En rentrant dans le centre, personne à l’accueil ni dans le couloir, il faisait toujours nuit. On se dépêchait de mettre nos tenues de service et se dirigeait vers la salle de soin où on retrouva l’équipe de nuit. Durant les transmissions, j’apprenais qu’effectivement un humain catégorie trois avait été recueilli.
Dès que l’équipe de nuit partit, Eva et moi nous nous rendîmes vers la cellule de soin du patient. Il s’agissait d’un homme d’une quarantaine d'années qui était chef d’une entreprise de parfumerie. Sa boîte avait payé pour passer outre les réglementations. Elle avait donc rejeté pas mal d'agents toxiques dans les fleuves et avait eu un impact néfaste sur le reste du quartier autour d’elle. Les plantes ne poussaient plus autour, la terre était devenue aride, souffrante. Plus aucun animal ne venait se réfugier là-bas
En ouvrant la porte, je le vis attaché, paniqué à se demander ce qu’on va faire de lui.
- Bonjour, je suis Liv et voici Eva. Savez-vous où vous êtes?
- Non mais pourquoi je suis ici, et pourquoi je suis attaché ? Et que me voulez-vous? Rétorqua-t-il affolé.
- Vous vous trouvez dans un centre d'absorption. Ne vous inquiétez pas, ça va bien se passer. Vous allez vous sentir mieux et plus apaisé après. Liv, le premier est pour toi.

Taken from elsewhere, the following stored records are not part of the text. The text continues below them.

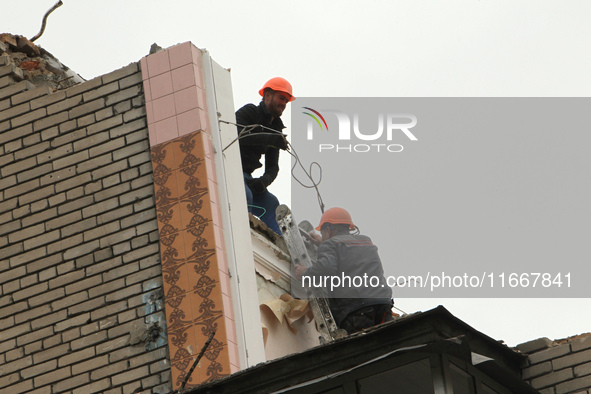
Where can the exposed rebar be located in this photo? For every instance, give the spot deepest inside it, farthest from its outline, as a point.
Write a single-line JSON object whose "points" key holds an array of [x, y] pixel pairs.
{"points": [[55, 6]]}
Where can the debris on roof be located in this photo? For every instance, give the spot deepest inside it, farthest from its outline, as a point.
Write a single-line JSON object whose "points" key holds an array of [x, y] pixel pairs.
{"points": [[35, 64], [260, 227]]}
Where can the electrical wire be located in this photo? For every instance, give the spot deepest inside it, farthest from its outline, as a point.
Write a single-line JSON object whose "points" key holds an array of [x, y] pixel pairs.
{"points": [[245, 132], [257, 207]]}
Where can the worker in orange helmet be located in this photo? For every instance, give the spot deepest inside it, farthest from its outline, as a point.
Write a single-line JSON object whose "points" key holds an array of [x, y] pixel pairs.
{"points": [[364, 300], [266, 140]]}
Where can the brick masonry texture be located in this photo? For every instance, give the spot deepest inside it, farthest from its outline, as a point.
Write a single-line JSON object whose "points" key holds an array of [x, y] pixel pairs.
{"points": [[81, 296], [560, 368]]}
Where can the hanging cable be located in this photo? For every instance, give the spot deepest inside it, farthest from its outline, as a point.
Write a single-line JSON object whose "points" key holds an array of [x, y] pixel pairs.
{"points": [[309, 175], [245, 132]]}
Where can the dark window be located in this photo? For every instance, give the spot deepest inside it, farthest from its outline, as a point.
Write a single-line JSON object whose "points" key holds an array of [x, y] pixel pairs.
{"points": [[411, 378], [461, 381], [336, 390], [488, 390]]}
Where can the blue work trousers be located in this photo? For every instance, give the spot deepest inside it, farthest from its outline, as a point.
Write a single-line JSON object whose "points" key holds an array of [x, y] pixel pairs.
{"points": [[262, 205]]}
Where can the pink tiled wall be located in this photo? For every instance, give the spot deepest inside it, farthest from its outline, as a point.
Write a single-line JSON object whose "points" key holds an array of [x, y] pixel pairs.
{"points": [[194, 264]]}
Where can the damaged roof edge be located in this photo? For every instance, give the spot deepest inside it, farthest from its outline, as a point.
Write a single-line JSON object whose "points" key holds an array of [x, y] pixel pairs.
{"points": [[414, 330], [37, 65]]}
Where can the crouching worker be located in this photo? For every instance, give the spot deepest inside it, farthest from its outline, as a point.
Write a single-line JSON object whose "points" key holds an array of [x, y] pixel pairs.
{"points": [[267, 141], [350, 260]]}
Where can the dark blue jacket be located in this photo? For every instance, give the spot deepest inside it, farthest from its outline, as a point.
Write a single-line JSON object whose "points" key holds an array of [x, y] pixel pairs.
{"points": [[353, 256], [259, 142]]}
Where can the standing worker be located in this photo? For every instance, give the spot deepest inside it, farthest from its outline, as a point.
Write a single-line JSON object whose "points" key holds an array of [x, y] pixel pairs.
{"points": [[277, 92], [344, 255]]}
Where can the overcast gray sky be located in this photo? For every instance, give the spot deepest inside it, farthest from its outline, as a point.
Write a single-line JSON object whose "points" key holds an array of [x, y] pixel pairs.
{"points": [[380, 48]]}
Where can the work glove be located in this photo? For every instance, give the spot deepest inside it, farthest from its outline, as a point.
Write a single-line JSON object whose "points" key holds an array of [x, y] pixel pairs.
{"points": [[256, 185]]}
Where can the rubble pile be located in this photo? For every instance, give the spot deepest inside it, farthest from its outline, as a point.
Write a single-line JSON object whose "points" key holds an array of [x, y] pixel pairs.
{"points": [[35, 64]]}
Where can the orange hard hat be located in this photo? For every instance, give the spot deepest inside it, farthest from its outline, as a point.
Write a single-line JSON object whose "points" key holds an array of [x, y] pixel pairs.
{"points": [[279, 84], [336, 216]]}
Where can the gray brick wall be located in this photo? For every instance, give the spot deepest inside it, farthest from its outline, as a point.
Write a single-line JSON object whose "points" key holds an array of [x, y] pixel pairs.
{"points": [[558, 367], [80, 274]]}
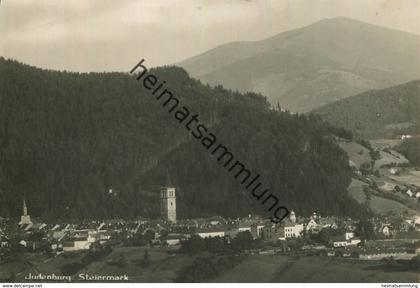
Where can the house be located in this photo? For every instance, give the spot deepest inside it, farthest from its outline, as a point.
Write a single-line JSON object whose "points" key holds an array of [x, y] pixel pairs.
{"points": [[349, 235], [77, 244], [407, 136], [293, 230], [380, 253], [386, 231], [211, 232], [273, 232], [173, 239], [341, 241], [312, 225]]}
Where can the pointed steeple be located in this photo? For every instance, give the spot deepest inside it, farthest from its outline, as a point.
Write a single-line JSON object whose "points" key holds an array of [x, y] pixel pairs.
{"points": [[25, 209]]}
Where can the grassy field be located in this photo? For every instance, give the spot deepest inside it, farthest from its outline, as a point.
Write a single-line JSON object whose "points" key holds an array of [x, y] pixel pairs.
{"points": [[377, 204], [257, 268], [413, 178], [163, 267], [357, 153], [311, 269]]}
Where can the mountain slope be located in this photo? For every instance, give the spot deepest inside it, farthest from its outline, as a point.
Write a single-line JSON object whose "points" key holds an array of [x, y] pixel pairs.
{"points": [[383, 113], [308, 67], [67, 138]]}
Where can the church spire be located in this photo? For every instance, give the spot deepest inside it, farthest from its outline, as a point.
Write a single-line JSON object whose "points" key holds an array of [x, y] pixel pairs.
{"points": [[25, 209], [168, 179]]}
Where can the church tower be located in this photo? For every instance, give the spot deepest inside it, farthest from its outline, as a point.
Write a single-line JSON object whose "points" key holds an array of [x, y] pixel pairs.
{"points": [[25, 219], [168, 202]]}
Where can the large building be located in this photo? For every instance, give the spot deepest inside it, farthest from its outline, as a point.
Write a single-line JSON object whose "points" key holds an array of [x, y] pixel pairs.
{"points": [[168, 203]]}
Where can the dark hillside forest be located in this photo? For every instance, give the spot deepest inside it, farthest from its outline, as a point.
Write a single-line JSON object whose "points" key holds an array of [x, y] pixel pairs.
{"points": [[67, 138], [385, 113]]}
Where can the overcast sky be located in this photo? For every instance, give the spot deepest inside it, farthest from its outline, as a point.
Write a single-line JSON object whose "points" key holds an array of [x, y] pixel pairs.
{"points": [[105, 35]]}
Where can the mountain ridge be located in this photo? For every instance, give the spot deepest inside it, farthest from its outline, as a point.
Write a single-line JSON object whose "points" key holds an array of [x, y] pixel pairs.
{"points": [[308, 67]]}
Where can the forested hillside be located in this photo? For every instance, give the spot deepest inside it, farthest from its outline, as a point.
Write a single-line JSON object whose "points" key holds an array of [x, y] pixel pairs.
{"points": [[384, 113], [67, 138], [410, 148], [306, 68]]}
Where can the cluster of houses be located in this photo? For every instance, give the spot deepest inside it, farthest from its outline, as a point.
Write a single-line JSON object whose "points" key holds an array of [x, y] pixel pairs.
{"points": [[62, 238]]}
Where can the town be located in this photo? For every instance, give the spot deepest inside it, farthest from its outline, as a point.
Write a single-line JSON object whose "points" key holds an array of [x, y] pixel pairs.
{"points": [[386, 237]]}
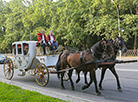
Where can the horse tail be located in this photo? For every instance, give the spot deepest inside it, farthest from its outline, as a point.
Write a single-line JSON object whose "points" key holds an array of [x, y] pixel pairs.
{"points": [[58, 65]]}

Plus je m'approchais de lui, plus mon appétit grandissait. Cette capacité que Zeus nous avait donné pour nettoyer la Terre n’était pas anodine. Elle permettait certes de sentir l’ombre présent chez les humains mais pas que. Tel un prédateur je m’approchais de lui, il était devenu ma proie, mon véritable repas. Il sentit cette tension, et recula au maximum de son siège malgré les attaches à ses poignets. Je posai mon front sur le sien et j’aspirai l’ombre. Il avait un goût aussi sucré et doux que le miel, mes papilles et mes sens étaient en éveil, j’avais l’impression que tout m’était possible. J’étais à cet instant devenue, ce que Zeus avait fait de moi, une mangeuse d’ombre. Cette attirance et cet appétit étaient enfin apaisés. A la dernière nuance d’ombre en lui, son regard était devenu aussi blanc que le lait. Il me souriait aussi froidement que le serveur de ce matin. Il était enfin connecté à lui.
- Comment vous sentez-vous?
- Bien, aujourd’hui je vais labourer la Terre pour que notre mère à tous, se porte mieux.
Ce changement d’attitude après le baiser me surprendra toujours, dire qu’il était avant chef d’entreprise. Je me demandais toujours si cette méthode n'était pas une solution drastique malgré la “clémence de Zeus”.